MIT scientists develop way to toughen up 'good' bacteria, extend shelf life

July 5 (UPI) -- Massachusetts Institute for Technology officials said Friday its researchers have developed a way to enable microbes used in medicines and agriculture to survive extreme conditions, including the rigors of processing them into tablets with extended shelf-life.

The technique pioneered in the lab of Giovanni Traverso, an associate professor of mechanical engineering, utilizes a range of food and drug additives to create formulations of live cultures, including yeast and bacteria, that are resistant to harmful high temperatures, radiation and industrial processing, MIT said in a news release.

The study, published in the journal Scientific Nature, was able to show that mixing microbes with one of about 100 different ingredients -- mostly sugar and peptides -- extended their 180-day survival rate not only at room temperature but at 37 degrees Celsius (96.6 degrees F), and even as high as 50 degrees Celsius (122 degrees F), as well as exposure to massive radiation doses.

The team is currently analyzing how well a batch of modified microbes recently returned from a trip to the International Space Station fared in the harsh environment of space.

The work is the culmination of work begun about six years ago with funding from NASA's Translational Research Institute for Space Health to try to make bacteria in probiotics and microbial therapeutics more efficacious.

After tests on 13 commercially available probiotics found that six contained fewer live bacteria than stated on the label due to drying into powder form, or lyophilization, and use of an organic solvent to process them into tablets or pills which can be toxic to the bacteria, scientists set out to find additives that could improve the microbes' ability to withstand this harsh treatment.

The microbes with which they experimented were Escherichia coli Nissle 1917, a probiotic; Ensifer meliloti, a bacterium that can fix nitrogen in soil to support plant growth; Lactobacillus plantarum, a bacterium used to ferment food products; and a yeast called Saccharomyces boulardii, also used as a probiotic.

"We developed a workflow where we can take materials from the 'generally regarded as safe' materials list from the FDA, and mix and match those with bacteria and ask, are there ingredients that enhance the stability of the bacteria during the lyophilization process?" Traverso said.

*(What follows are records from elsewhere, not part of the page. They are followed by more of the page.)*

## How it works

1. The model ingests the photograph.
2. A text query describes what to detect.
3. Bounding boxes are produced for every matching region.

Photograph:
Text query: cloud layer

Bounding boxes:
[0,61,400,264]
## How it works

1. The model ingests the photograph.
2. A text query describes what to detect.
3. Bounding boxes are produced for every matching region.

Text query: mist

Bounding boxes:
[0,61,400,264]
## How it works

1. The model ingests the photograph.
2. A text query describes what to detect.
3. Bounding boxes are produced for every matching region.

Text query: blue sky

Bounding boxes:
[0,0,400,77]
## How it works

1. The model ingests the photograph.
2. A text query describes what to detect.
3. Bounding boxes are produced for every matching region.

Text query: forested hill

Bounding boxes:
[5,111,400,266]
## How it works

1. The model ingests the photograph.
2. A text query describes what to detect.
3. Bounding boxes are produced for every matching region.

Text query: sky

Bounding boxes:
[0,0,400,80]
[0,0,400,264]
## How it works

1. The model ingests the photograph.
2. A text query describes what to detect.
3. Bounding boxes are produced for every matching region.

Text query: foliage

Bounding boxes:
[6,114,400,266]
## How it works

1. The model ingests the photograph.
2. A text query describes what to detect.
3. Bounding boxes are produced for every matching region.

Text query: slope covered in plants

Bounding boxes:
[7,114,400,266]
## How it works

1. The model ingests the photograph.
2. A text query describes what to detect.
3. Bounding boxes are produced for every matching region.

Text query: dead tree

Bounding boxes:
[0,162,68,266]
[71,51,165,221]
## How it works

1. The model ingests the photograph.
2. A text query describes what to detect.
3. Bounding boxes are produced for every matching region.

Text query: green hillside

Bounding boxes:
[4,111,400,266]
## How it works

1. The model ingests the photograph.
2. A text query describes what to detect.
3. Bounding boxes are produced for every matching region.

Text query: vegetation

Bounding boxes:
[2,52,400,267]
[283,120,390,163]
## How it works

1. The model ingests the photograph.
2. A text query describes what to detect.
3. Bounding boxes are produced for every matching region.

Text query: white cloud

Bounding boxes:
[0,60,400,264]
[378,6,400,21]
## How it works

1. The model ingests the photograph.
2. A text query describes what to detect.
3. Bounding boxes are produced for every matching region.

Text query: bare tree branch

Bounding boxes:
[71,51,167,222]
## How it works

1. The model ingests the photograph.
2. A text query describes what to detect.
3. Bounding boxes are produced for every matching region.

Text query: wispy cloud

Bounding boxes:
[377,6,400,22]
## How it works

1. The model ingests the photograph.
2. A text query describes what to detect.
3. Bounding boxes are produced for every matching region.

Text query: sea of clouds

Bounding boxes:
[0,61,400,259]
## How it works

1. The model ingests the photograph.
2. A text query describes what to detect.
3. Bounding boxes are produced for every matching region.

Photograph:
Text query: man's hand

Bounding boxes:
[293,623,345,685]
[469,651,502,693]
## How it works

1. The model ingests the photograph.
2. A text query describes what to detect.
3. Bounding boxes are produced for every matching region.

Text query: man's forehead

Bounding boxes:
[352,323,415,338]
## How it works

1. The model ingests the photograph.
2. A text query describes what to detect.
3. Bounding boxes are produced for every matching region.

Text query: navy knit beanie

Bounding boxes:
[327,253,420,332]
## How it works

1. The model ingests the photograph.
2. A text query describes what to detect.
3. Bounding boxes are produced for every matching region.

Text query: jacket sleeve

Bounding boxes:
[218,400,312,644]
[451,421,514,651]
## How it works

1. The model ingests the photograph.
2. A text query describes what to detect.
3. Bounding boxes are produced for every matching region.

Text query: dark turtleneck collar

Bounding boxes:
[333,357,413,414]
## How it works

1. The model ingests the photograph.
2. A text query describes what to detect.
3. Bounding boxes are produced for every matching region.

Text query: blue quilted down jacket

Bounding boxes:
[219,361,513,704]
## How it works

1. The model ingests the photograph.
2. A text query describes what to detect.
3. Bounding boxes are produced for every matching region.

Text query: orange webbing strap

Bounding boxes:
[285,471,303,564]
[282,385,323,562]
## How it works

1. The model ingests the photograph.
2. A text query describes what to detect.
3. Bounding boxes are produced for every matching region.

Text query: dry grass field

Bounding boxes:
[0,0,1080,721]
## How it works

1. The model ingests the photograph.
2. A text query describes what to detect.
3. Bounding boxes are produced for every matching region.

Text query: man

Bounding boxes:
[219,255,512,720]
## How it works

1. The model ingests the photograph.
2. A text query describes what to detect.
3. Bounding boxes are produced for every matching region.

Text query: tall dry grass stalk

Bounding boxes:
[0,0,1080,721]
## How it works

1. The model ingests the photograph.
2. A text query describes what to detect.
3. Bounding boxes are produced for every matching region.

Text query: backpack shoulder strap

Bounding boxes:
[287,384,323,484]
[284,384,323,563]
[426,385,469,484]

Focusing on E. coli Nissle 1917, a probiotic that can be used to treat "traveler's diarrhea," a condition caused by drinking water contaminated with harmful bacteria, researchers found combining caffeine or yeast extract with a sugar called melibiose created a very stable form of the bacterium which they dubbed formulation D.

That produced survival rates of microbes stored for six months at 37 Celsius of more than 10%, compared with a commercially available form of E. coli Nissle 1917, which lost all viability after only 11 days.

The modified formulation also was resistant to much higher levels of ionizing radiation, up to 1,000 grays, millions of times above those typically found on earth or even in space, where daily levels average 15 micrograys and 200 micrograys, respectively.

The research also showed the modified versions still did the job they were designed to do after being put through otherwise deadly treatment, with Ensifer meliloti still able to form symbiotic nodules on plant roots and convert nitrogen to ammonia after being exposed to temperatures of up to 50 Celsius.

Additionally, E. coli Nissle 1917 was able to inhibit the growth, in vitro, of Shigella flexneri, one of the leading causes of diarrhea-related deaths in low- and middle-income countries.

The researchers said they did not fully understand how formulations protect bacteria, but believe that the additives may help to stabilize the cell membranes of the bacteria during rehydration.

Samples of their "extremophile" microbes sent to the space station last year in what Miguel Jimenez, lead author and Boston University assistant professor of biomedical engineering, called "the ultimate stress test" that involved bolting some to the outside of the station, as well as some kept on the inside, are safely back on Earth.

Jimenez's lab will now compare samples kept inside the space station and those exposed to space to each other and against control samples that stayed on Earth.

The research was carried out with the help of funding NASA's Translational Research Institute for Space Health, Space Center Houston, MIT Department of Mechanical Engineering, 711 Human Performance Wing, and the Defense Advanced Research Projects Agency.